Também com o objetivo de aumentar as receitas em 2016, já que os cortes das despesas não acompanham as necessidades do país e os desejos dos contribuintes, o governo Dilma publicou no último dia de setembro a Medida Provisória 694, com várias mudanças tributárias em um único texto. A MP 694 implementa quatro mudanças para 2016. Primeiro, aumenta a alíquota do Imposto de Renda incidente sobre o pagamento de juros sobre o capital próprio (JCP), de 15% para 18%. Segundo, introduz limite porcentual de pagamento de JCP em 5% anuais. Terceiro, aumenta para 1,11% e 5,02% as alíquotas do PIS e da Cofins, respectivamente, incidentes sobre a importação do etano, propano e butano. Quarto, suspende para 2016 a possibilidade de as empresas excluírem do lucro líquido, na apuração do lucro real e da base de cálculo da CSLL, os investimentos com pesquisa tecnológica e desenvolvimento de inovação tecnológica, previstos nos artigos 19, 19-A e 26 da Lei 11.196/2005.

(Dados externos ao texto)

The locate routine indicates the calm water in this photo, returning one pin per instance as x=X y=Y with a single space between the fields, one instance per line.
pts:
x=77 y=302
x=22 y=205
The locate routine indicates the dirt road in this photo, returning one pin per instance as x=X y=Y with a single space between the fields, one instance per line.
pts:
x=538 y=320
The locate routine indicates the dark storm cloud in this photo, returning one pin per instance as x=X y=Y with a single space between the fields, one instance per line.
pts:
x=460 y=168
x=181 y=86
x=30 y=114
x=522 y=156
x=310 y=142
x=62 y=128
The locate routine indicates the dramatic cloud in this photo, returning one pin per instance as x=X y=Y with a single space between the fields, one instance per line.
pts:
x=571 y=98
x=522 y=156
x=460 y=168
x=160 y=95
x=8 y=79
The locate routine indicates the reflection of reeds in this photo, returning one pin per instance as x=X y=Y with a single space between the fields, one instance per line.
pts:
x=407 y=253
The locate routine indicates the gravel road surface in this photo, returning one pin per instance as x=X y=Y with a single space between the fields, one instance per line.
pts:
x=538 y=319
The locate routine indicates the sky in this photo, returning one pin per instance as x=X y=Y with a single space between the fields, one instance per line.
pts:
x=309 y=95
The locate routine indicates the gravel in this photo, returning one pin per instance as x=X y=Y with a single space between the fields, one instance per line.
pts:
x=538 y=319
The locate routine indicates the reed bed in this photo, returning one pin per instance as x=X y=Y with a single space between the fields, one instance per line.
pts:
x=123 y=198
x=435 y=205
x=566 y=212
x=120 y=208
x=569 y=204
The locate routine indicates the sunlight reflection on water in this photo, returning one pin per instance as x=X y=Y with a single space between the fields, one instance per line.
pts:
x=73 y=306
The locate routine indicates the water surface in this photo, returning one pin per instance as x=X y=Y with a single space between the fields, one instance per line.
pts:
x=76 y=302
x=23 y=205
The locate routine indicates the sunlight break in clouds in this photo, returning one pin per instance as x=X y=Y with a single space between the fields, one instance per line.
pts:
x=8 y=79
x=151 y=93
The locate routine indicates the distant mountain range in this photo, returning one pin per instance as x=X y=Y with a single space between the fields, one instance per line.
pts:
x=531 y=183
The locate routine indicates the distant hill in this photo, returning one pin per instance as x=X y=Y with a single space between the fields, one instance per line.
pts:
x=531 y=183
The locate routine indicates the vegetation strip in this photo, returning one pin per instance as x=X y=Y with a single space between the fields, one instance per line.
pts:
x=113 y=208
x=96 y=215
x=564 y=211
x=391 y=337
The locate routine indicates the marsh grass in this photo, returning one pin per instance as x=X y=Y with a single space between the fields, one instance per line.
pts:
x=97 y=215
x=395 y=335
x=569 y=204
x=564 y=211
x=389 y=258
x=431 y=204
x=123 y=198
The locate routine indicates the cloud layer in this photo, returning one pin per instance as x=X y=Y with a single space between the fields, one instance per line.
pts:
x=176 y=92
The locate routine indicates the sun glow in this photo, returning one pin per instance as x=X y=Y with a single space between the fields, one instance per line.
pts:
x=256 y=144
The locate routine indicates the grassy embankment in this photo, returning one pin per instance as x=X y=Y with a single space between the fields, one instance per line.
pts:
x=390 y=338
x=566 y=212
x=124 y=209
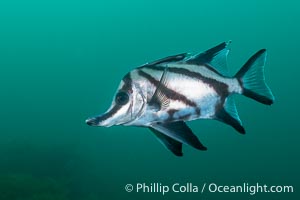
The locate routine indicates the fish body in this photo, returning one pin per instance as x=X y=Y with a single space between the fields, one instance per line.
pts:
x=164 y=94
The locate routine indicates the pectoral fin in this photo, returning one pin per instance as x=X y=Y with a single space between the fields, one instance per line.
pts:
x=174 y=146
x=179 y=131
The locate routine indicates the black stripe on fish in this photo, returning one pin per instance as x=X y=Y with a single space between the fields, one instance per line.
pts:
x=171 y=94
x=127 y=83
x=219 y=87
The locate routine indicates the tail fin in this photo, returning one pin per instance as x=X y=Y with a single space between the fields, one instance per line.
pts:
x=252 y=79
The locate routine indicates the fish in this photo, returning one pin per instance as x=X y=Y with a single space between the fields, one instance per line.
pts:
x=164 y=94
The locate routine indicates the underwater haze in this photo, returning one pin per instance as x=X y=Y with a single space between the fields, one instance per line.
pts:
x=61 y=62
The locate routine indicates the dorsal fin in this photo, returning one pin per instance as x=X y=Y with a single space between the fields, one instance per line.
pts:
x=229 y=115
x=215 y=57
x=174 y=58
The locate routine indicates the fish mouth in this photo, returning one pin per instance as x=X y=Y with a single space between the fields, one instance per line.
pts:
x=92 y=121
x=101 y=120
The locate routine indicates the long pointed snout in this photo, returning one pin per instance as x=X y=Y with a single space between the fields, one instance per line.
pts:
x=101 y=120
x=107 y=119
x=92 y=121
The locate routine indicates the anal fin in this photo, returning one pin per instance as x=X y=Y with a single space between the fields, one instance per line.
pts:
x=174 y=146
x=181 y=132
x=229 y=115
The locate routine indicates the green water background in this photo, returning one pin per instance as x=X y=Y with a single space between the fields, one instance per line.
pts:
x=61 y=61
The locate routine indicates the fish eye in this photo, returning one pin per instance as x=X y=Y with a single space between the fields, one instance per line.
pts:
x=122 y=98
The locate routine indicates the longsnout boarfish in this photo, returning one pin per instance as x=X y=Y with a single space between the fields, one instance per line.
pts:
x=164 y=94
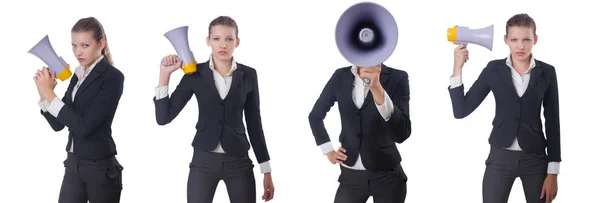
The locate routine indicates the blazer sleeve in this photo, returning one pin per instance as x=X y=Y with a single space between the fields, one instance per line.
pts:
x=322 y=106
x=166 y=109
x=399 y=122
x=463 y=105
x=254 y=121
x=103 y=106
x=54 y=124
x=551 y=115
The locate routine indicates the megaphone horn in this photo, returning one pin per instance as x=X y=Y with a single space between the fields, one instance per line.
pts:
x=366 y=34
x=463 y=35
x=44 y=51
x=179 y=40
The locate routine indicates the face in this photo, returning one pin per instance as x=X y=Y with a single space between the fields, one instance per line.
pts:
x=85 y=48
x=520 y=40
x=222 y=41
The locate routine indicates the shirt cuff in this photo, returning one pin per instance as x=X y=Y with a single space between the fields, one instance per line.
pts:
x=326 y=147
x=43 y=105
x=265 y=167
x=455 y=81
x=161 y=92
x=55 y=106
x=554 y=168
x=387 y=108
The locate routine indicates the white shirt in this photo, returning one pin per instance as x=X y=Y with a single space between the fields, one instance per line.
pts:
x=359 y=93
x=223 y=84
x=56 y=105
x=520 y=82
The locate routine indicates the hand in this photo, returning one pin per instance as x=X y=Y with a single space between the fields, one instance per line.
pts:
x=372 y=73
x=45 y=81
x=461 y=55
x=173 y=63
x=269 y=188
x=337 y=157
x=550 y=188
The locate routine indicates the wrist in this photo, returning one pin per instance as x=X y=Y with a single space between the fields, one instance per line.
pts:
x=457 y=71
x=164 y=79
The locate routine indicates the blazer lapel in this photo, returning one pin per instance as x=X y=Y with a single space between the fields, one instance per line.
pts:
x=535 y=76
x=384 y=77
x=209 y=79
x=506 y=77
x=237 y=77
x=347 y=85
x=95 y=74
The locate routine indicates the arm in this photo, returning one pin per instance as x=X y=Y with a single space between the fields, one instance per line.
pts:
x=551 y=115
x=399 y=116
x=54 y=124
x=102 y=107
x=45 y=105
x=462 y=104
x=254 y=124
x=167 y=108
x=318 y=113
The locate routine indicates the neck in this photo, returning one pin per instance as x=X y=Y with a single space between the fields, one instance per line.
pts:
x=88 y=66
x=521 y=63
x=222 y=65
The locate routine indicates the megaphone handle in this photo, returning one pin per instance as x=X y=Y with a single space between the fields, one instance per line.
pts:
x=465 y=47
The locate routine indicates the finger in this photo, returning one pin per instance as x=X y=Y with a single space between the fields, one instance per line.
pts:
x=543 y=193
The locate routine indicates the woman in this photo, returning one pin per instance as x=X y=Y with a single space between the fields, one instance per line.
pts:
x=521 y=85
x=88 y=107
x=224 y=89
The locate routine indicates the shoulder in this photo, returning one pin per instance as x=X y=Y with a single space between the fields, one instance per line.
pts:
x=343 y=70
x=112 y=73
x=245 y=68
x=395 y=72
x=545 y=66
x=495 y=64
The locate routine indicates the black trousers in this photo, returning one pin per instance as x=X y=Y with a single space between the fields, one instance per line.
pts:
x=356 y=186
x=504 y=166
x=208 y=168
x=99 y=181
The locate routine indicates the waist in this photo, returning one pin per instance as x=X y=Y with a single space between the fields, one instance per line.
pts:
x=72 y=158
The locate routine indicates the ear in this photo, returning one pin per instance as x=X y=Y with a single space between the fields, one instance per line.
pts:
x=102 y=43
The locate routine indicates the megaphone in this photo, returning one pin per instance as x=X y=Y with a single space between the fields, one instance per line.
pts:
x=179 y=39
x=44 y=51
x=366 y=34
x=463 y=35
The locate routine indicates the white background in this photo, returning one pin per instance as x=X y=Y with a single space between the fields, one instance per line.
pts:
x=291 y=45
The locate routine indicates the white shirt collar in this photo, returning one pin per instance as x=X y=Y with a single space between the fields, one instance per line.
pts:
x=531 y=63
x=79 y=71
x=211 y=65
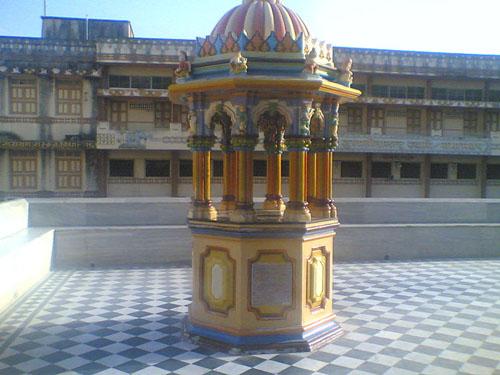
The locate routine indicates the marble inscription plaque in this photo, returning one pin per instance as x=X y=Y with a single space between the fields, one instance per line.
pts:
x=271 y=284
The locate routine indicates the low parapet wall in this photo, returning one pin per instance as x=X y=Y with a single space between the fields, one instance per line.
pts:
x=173 y=211
x=153 y=231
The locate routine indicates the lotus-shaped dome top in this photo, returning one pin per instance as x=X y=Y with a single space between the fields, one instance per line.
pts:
x=263 y=17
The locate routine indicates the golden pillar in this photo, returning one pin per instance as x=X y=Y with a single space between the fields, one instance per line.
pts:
x=297 y=209
x=274 y=200
x=244 y=211
x=312 y=175
x=228 y=182
x=202 y=208
x=322 y=207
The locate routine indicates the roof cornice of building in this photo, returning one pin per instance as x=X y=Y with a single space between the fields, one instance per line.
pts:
x=377 y=51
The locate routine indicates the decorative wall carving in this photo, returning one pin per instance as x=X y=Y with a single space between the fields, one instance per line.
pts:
x=271 y=284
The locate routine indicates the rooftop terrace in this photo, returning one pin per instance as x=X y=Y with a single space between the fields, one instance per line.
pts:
x=440 y=317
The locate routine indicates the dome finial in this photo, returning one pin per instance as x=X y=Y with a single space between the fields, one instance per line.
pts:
x=271 y=1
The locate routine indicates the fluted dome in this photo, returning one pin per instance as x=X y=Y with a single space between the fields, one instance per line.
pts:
x=263 y=17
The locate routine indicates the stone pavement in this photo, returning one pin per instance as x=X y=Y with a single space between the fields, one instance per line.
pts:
x=440 y=317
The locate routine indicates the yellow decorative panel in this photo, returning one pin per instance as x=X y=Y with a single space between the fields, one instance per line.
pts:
x=318 y=278
x=218 y=278
x=272 y=284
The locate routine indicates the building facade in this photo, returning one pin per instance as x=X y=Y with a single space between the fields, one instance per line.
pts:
x=85 y=111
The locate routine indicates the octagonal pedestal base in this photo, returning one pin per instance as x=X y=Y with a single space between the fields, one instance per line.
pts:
x=307 y=341
x=263 y=286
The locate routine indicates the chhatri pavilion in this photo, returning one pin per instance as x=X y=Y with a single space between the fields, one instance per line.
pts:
x=262 y=278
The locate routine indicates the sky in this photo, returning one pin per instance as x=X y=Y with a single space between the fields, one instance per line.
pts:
x=457 y=26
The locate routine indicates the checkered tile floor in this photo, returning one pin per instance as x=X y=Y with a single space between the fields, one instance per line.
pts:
x=401 y=318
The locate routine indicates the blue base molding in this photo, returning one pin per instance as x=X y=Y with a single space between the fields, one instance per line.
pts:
x=306 y=341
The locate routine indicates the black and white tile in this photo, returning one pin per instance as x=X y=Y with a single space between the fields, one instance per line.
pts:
x=439 y=317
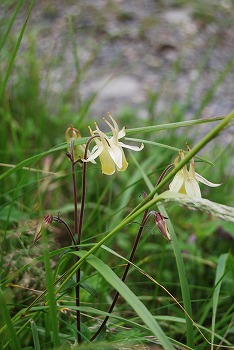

Em que pesem os aumentos da carga tributária, quando o setor produtivo clama por redução para a manutenção das atividades e dos níveis de emprego, a quarta novidade da MP 694 pode trazer danos profundos para o país no longo prazo. Essa medida desestimula qualquer investimento em pesquisa e inovação tecnológicas. Num momento em que mais precisamos crescer, o governo puxa o freio de mão da iniciativa privada em investimentos de inovação. Já não estamos avançando no ritmo necessário e, agora, poderemos andar para trás.

O impacto financeiro e orçamentário dessas mudanças da Primavera Negra precisa valer muito a pena para tamanho sacrifício que os governos estão impondo mais uma vez à nação, cuja conta será paga por todos os contribuintes! Vamos protestar como os cubanos em 2003 ou vamos aceitar e nos conformar, sem nos manifestar?

Nereu Domingues é advogado especialista em planejamento sucessório e direito tributário.